I’m working on an NES emulator, and having problems with syncing the sound… I’m using the Perf-timer to time the framerate, but it seems I’m still producing the audio too fast.
The sourcedataline buffer will very quickly fill up, and introduce considerable lag from when an event takes place in the game until it’s eventually reflected in the music/sound fx.

The amount of samples produced each frame is constant, so it seems I’m producing a little bit too much. The problem now is writing the produced samples to the line without the buffer emptying, and also without writing too much.

What would be the best way to sync this? I’ve tried adjusting the sleep time between frames, and also sleep some extra when too many frames are produced, but it seems that no matter how I do it, I either get lots of buffer underflows, or a horrible lag… :’(

I guess the real problem is, I don’t know how much data is in the buffer at any given moment. The method for getting the available bytes before blocking doesn’t seem to be updated frequently enough, so I can’t rely on it. Is there any solution to this? Any sound package I can use that is better at this?
Any help will be appreciated :slight_smile:

Yes, that is a difficult one which I haven’t totally solved myself.
What I did was:

  • Have a seperate thread with the sound chip emulator in a tight loop that fills the sound buffer.
  • The sound buffer is as small as possible (to avoid underruns and to minimize lag)
  • The separate thread just keeps filling the buffer until it blocks (when the buffer is full).
  • The main thread feeds the sound thread with commands for the sound chip (usually using CPU ports or memory mapped I/O).

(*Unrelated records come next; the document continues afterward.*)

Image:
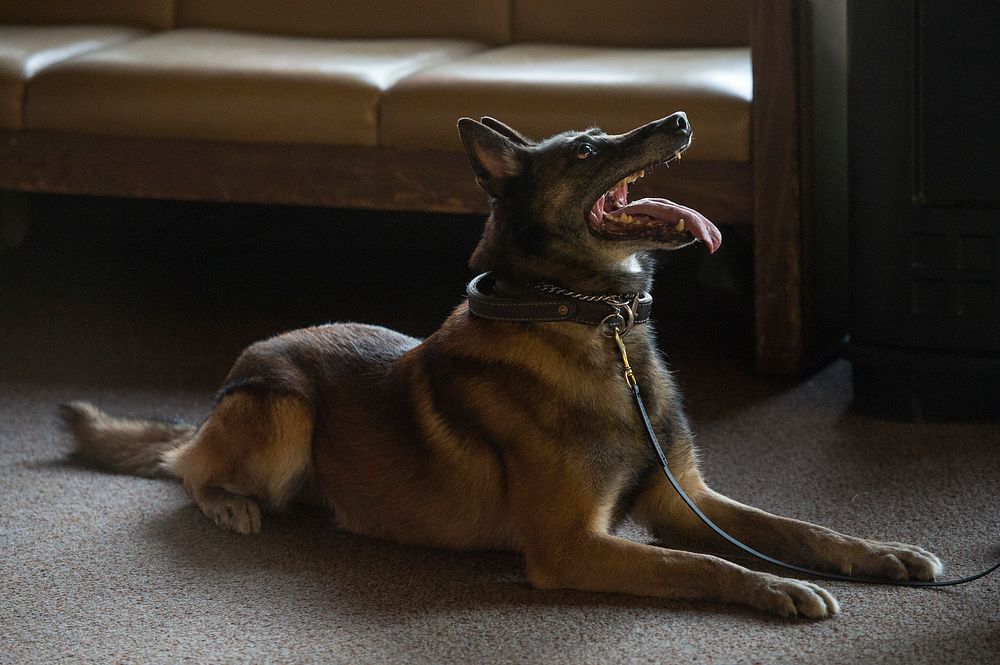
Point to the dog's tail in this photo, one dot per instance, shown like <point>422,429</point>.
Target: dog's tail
<point>122,445</point>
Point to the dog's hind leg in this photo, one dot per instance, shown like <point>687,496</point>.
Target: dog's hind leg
<point>660,509</point>
<point>252,450</point>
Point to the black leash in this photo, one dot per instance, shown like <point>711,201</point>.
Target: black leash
<point>651,435</point>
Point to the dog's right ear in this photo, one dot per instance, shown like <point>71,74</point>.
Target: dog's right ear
<point>493,156</point>
<point>506,130</point>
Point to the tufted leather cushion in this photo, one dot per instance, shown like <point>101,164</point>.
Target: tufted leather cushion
<point>636,23</point>
<point>481,20</point>
<point>27,49</point>
<point>153,14</point>
<point>544,89</point>
<point>205,84</point>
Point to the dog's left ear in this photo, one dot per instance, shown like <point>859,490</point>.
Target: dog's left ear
<point>494,157</point>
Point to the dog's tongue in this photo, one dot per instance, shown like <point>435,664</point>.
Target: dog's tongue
<point>670,213</point>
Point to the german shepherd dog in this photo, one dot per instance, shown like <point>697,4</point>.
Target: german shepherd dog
<point>502,434</point>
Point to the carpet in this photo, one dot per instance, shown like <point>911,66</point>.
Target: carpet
<point>106,568</point>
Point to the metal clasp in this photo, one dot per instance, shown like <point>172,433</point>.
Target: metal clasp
<point>621,322</point>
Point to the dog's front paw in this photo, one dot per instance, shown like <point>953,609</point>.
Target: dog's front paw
<point>896,561</point>
<point>236,513</point>
<point>793,598</point>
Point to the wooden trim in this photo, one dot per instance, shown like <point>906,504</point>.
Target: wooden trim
<point>310,175</point>
<point>776,153</point>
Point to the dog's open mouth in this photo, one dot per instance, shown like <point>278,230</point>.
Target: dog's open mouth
<point>613,217</point>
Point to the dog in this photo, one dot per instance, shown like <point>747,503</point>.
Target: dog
<point>511,426</point>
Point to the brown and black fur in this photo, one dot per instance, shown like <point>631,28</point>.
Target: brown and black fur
<point>495,435</point>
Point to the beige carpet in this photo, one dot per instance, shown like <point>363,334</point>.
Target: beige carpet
<point>104,568</point>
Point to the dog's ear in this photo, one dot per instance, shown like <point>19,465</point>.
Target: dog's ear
<point>506,130</point>
<point>494,157</point>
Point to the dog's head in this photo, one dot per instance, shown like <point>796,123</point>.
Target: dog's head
<point>560,209</point>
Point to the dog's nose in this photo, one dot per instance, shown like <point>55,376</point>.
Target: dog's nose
<point>678,121</point>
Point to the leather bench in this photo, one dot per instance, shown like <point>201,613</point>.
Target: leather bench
<point>353,104</point>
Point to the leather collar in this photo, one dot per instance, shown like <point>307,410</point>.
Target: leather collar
<point>531,304</point>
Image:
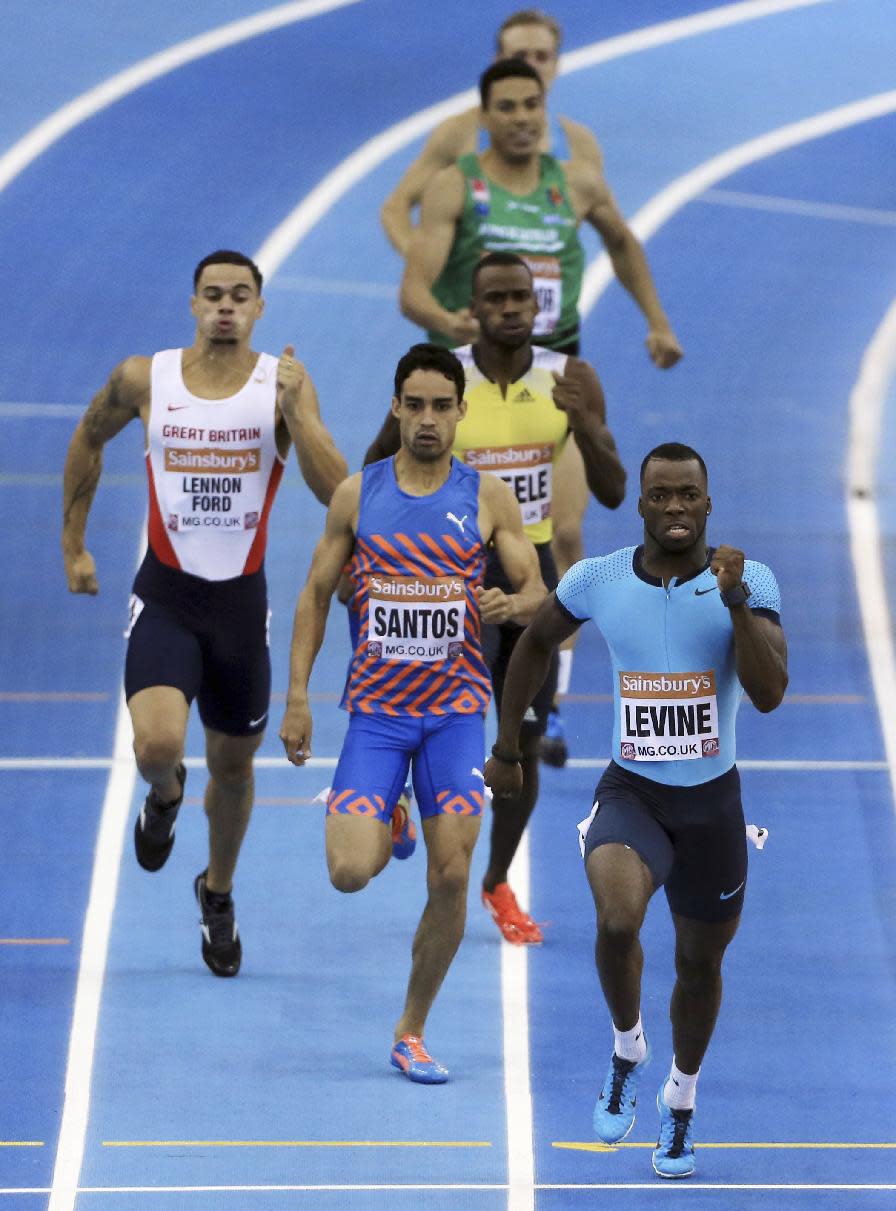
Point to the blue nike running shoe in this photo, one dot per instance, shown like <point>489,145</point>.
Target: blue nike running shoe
<point>673,1154</point>
<point>415,1062</point>
<point>614,1109</point>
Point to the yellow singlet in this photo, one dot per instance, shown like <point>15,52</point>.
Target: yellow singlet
<point>517,437</point>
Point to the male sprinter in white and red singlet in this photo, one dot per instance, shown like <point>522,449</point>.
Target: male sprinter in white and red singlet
<point>218,420</point>
<point>417,528</point>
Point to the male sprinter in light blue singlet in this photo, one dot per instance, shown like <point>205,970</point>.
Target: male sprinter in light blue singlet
<point>689,629</point>
<point>417,528</point>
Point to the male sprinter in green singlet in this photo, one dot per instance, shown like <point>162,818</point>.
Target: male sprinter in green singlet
<point>535,38</point>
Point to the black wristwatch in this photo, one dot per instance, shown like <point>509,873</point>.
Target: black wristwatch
<point>736,595</point>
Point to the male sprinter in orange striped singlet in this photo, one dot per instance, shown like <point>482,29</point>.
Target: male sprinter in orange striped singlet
<point>418,688</point>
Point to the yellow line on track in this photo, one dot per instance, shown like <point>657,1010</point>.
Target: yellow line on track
<point>613,1147</point>
<point>297,1143</point>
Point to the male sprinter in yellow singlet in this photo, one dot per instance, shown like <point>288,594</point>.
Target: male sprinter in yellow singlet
<point>218,420</point>
<point>522,405</point>
<point>417,527</point>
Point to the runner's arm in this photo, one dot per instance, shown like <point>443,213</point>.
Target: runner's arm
<point>516,552</point>
<point>321,464</point>
<point>310,620</point>
<point>759,643</point>
<point>760,654</point>
<point>526,675</point>
<point>629,260</point>
<point>442,148</point>
<point>112,408</point>
<point>428,254</point>
<point>578,392</point>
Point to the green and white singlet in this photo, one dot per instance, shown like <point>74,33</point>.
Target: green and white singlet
<point>539,227</point>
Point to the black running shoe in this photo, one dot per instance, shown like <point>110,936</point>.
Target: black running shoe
<point>154,827</point>
<point>222,947</point>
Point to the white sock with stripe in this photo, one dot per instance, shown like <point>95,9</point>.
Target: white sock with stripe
<point>681,1090</point>
<point>631,1044</point>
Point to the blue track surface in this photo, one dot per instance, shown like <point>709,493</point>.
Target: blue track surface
<point>775,310</point>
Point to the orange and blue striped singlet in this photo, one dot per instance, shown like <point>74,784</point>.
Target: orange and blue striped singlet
<point>417,564</point>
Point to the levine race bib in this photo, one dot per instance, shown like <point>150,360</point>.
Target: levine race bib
<point>667,716</point>
<point>415,619</point>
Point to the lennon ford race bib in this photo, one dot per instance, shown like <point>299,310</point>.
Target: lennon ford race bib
<point>667,716</point>
<point>528,470</point>
<point>415,619</point>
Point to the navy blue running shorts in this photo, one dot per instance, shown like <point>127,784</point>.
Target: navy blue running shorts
<point>208,638</point>
<point>691,838</point>
<point>498,643</point>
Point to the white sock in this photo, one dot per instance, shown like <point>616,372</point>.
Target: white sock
<point>631,1044</point>
<point>564,671</point>
<point>681,1090</point>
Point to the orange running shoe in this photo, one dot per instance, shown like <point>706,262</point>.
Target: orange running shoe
<point>403,830</point>
<point>516,925</point>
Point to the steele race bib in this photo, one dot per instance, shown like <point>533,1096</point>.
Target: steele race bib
<point>667,716</point>
<point>415,619</point>
<point>528,470</point>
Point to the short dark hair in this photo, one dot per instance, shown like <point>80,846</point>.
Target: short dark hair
<point>228,257</point>
<point>497,258</point>
<point>430,357</point>
<point>673,452</point>
<point>529,17</point>
<point>506,69</point>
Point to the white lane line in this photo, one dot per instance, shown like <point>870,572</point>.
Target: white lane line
<point>721,1187</point>
<point>794,206</point>
<point>88,103</point>
<point>95,947</point>
<point>280,763</point>
<point>670,200</point>
<point>283,240</point>
<point>866,407</point>
<point>517,1083</point>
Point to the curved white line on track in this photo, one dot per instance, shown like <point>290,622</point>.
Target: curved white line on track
<point>88,103</point>
<point>282,241</point>
<point>120,788</point>
<point>670,200</point>
<point>866,408</point>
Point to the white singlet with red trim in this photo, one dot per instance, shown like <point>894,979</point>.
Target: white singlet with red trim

This approach works, but has some problems (feeding many commands in quick succession is sometimes a problem, sound timing is sometimes unstable). Maybe I need to sync the threads but I’m not sure…
It looks like sometimes the thread blocks for longer periods than other times causing the instabilities where I expected that blocking to be of more or less fixed periods.

The sound chip emulation and the sampling is clocked by the CPU emulation, so I can’t put it in a separate thread. If I don’t sample at the correct time, the produced sound won’t be accurate, especially at high frequencies. I’ve tried getting a smaller sound buffer, but it stays at 65536, which is way too big (is this device-dependent?).

Hmm I dunno, I set up a line buffer of 4096 and that seems to work fine here.